AccueilActualitéElectionsÉthiopie : Abiy Ahmed face à un scrutin législatif contesté

Éthiopie : Abiy Ahmed face à un scrutin législatif contesté

Ce lundi, près de cinquante millions d’Éthiopiens sont convoqués aux urnes pour élire leurs députés et leurs cadres régionaux. Un scrutin législatif déterminant, puisque la majorité issue des urnes désignera le Premier ministre, plus haute fonction exécutive du pays. Le titulaire du poste, Abiy Ahmed, brigue un nouveau mandat après huit ans à la tête d’un État qu’il promet de transformer. Mais derrière les discours officiels, l’opposition éthiopienne dénonce un processus verrouillé, loin de l’image d’ouverture qu’Abiy Ahmed cherche à projeter.

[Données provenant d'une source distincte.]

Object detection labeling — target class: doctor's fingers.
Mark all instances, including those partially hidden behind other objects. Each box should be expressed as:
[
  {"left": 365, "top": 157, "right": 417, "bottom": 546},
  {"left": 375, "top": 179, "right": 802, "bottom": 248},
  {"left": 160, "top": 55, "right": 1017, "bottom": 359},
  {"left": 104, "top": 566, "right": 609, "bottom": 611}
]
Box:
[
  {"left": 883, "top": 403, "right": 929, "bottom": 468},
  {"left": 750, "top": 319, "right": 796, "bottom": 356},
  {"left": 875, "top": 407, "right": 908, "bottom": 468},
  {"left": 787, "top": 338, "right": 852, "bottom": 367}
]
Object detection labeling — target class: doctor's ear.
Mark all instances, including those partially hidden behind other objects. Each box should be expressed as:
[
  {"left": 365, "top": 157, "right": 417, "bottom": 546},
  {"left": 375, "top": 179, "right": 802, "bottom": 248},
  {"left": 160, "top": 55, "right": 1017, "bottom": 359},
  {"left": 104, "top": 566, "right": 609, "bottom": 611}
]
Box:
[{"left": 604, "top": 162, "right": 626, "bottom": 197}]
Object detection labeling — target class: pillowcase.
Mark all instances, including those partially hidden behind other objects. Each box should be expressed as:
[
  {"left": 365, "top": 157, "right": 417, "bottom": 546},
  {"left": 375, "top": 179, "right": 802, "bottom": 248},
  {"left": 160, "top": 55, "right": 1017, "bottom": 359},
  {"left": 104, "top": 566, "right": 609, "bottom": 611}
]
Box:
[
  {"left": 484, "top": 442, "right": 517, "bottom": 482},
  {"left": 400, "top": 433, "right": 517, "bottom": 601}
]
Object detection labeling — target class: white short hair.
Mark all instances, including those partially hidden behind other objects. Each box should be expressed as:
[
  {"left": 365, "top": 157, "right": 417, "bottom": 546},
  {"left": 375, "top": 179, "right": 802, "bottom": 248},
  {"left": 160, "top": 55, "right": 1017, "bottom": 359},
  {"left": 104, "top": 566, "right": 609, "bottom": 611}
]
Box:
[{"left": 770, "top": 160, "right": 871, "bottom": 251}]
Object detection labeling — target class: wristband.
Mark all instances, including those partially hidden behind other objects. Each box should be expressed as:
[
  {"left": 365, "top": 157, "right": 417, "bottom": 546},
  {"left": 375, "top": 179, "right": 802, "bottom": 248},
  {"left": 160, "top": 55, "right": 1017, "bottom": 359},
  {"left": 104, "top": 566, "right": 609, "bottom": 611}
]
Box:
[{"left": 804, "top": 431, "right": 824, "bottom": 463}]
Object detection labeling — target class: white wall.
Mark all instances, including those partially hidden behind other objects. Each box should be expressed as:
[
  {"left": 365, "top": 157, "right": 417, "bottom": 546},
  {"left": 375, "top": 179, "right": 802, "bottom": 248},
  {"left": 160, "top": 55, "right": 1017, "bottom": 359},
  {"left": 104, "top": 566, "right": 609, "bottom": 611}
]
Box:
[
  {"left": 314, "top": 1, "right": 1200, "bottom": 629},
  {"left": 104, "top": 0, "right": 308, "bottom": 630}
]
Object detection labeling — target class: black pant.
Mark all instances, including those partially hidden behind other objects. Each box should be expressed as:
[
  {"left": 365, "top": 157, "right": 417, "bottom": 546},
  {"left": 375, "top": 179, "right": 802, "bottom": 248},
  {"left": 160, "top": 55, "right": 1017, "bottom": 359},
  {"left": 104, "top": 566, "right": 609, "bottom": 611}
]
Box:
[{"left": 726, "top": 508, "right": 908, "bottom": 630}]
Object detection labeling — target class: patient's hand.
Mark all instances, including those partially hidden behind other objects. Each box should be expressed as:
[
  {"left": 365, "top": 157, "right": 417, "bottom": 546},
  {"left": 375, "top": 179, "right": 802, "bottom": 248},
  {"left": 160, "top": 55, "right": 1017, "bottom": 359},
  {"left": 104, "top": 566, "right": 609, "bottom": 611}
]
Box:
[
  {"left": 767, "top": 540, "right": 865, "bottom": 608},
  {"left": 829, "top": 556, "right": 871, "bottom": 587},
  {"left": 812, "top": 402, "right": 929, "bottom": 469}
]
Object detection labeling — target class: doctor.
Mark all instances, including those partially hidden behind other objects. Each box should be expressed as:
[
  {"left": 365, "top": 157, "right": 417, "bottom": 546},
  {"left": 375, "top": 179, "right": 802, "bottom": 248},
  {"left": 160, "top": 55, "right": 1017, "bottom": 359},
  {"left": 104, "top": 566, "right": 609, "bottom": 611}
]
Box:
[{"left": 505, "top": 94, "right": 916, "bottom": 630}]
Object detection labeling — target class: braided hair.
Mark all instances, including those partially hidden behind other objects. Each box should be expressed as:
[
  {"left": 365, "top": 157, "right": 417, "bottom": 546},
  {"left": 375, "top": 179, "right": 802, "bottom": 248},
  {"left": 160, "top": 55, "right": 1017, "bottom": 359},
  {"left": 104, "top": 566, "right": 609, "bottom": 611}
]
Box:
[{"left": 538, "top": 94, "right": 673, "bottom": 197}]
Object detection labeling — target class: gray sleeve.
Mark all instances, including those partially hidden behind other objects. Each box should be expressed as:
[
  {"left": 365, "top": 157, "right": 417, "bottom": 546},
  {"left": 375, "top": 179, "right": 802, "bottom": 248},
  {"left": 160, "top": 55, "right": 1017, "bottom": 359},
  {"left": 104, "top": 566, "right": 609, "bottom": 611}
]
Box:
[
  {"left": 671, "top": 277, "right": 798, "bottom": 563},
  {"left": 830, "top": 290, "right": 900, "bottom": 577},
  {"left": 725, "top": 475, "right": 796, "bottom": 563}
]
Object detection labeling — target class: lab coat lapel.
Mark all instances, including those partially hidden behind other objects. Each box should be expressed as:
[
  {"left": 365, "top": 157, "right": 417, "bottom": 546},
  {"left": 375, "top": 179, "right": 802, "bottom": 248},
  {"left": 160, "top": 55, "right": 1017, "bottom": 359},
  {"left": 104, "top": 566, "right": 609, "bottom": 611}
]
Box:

Pendant la campagne, le chef du gouvernement a multiplié les références à son bilan : l’achèvement du colossal Grand barrage de la Renaissance sur le Nil, la réhabilitation de la capitale Addis-Abeba ou encore l’éclosion de complexes touristiques luxueux. Une « jolie vitrine », raillent ses détracteurs, qui masquerait mal la fragmentation territoriale et un lourd tribut humain. Comment, en effet, parler de progrès quand de vastes pans du pays sont en proie à une insécurité chronique ?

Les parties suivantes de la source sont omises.